Isla, Cowgirl

Sometimes all you need to feel better is dessert. A good sugar rush can really take you from feeling like a chewed-up Barbie doll in a daycare toy box to hey, you know what, things aren't half bad.

Anyway, I shoveled another bite of a giant chocolate chip cookie into my mouth.

In lieu of lobster and filet mignon, Billy and I split a mixed box of monstrously sized cookies from Insomnia. While I'm fairly certain the all-night cookie hub intended to market primarily to college kids cramming for exams, no Philadelphian has found themselves able to resist a 3:00am ice cream sandwich between two honking M&M stuffed ooey-gooey sugar cookies. Locations had sprung up all over the city in recent years. Meaning Billy and I didn't have to walk far in the frigid night air to nab them.

We paraded aimlessly amongst the skyscrapers and heavy traffic of Center City with our prize. Somehow we managed to mosey on over to Love Park while bickering over who got to eat the last snickerdoodle (Billy split it in half, in the end). Even in such blistery weather, the park was bumping. Well, duh, it was Valentine's Day. The park, though technically named John F. Kennedy Plaza, got its oh so clever colloquial nickname from the massive freaking statue of the word Love looming over the entrance.

Oh, yeah. You know the statue I'm talking about. There's, like, an ass-load of these supposedly romantic obelisks floating around the world. Four letters stacked atop one another. Thirteen feet high. Garish red. Tourists lined up from here to Delco to snap a photo under the dumb thing.

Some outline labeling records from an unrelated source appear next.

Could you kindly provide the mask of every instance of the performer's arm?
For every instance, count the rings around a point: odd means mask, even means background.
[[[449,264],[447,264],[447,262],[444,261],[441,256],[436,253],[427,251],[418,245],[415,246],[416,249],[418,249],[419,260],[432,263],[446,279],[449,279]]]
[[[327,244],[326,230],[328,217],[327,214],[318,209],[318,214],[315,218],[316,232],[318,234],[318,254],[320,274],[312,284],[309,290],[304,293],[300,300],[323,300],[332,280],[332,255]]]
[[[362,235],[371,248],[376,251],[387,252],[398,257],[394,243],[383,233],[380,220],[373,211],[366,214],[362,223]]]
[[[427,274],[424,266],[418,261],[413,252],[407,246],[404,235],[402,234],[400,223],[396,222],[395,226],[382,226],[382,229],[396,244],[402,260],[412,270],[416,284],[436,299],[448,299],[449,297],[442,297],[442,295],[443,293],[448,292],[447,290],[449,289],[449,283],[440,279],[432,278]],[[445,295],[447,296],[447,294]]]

In fact, as we approached, a man fell to one knee beneath the statue, much to the surprise of his gasping girlfriend. Camera flashes bounced off the ring in its tiny box, the shine of it searing sparkles under my corneas.

I crammed a piece of double chocolate mint into my pie hole.

Billy—who'd been uncharacteristically quiet the last ten minutes—released a loud sigh from above me.

"Okay, so who's the guy you're using me as a rehash for this time?"

"The term is rebound, butthead, and I told you, it's not like that," I grumbled around cookie crumbs. "It's a work thing."

"Please, La, I know you better than that. I'm not pissed you and that twig vampire made out in the toilets or whatever," he shrugged. "Just kind of disappointed, you know?"

"Ew, what're you, my dad?"

"Oh, you don't think I got a right to be disappointed? I've been doped!"

"Duped," I eyed his bulging calf muscles, "unless you're about to confess you're not certified organic."

Billy ignored that remark.

"I'm in town one day and already my best girl drags me out of my much needed self-care night at the hotel spa just to play me right in front of my face? That's bold. And cold. Colder than this stupid weather," despite his lamenting, Billy;s smile never wavered, like he was getting a kick out of chiding me. "I laid myself at your Jimmy Chows, and you still pulled one of your classic moves."

"Choos—hold up, I dragged you? You texted me. To meet you. Like, a hundred times."

I pegged a handful of cookie crumbles at a nearby flock of pigeons. Who, naturally, lost their freaking little bird minds over this buffet of opportunity. A swarm of them flew right in front of the newly engaged couple's photographer; who promptly shot me a series of downright bitchy looks.

Before we could continue to snarl at each other like a pair of pitifully small dogs, Billy swooped in front of me, blocking the path with his bulk. When we were dating, I'd take advantage of the over a foot difference in our height and use Billy as my personal parasol on sunny days. He squared his shoulders. Muscles rippled under that silky suit like a pond after a stone dropped in it.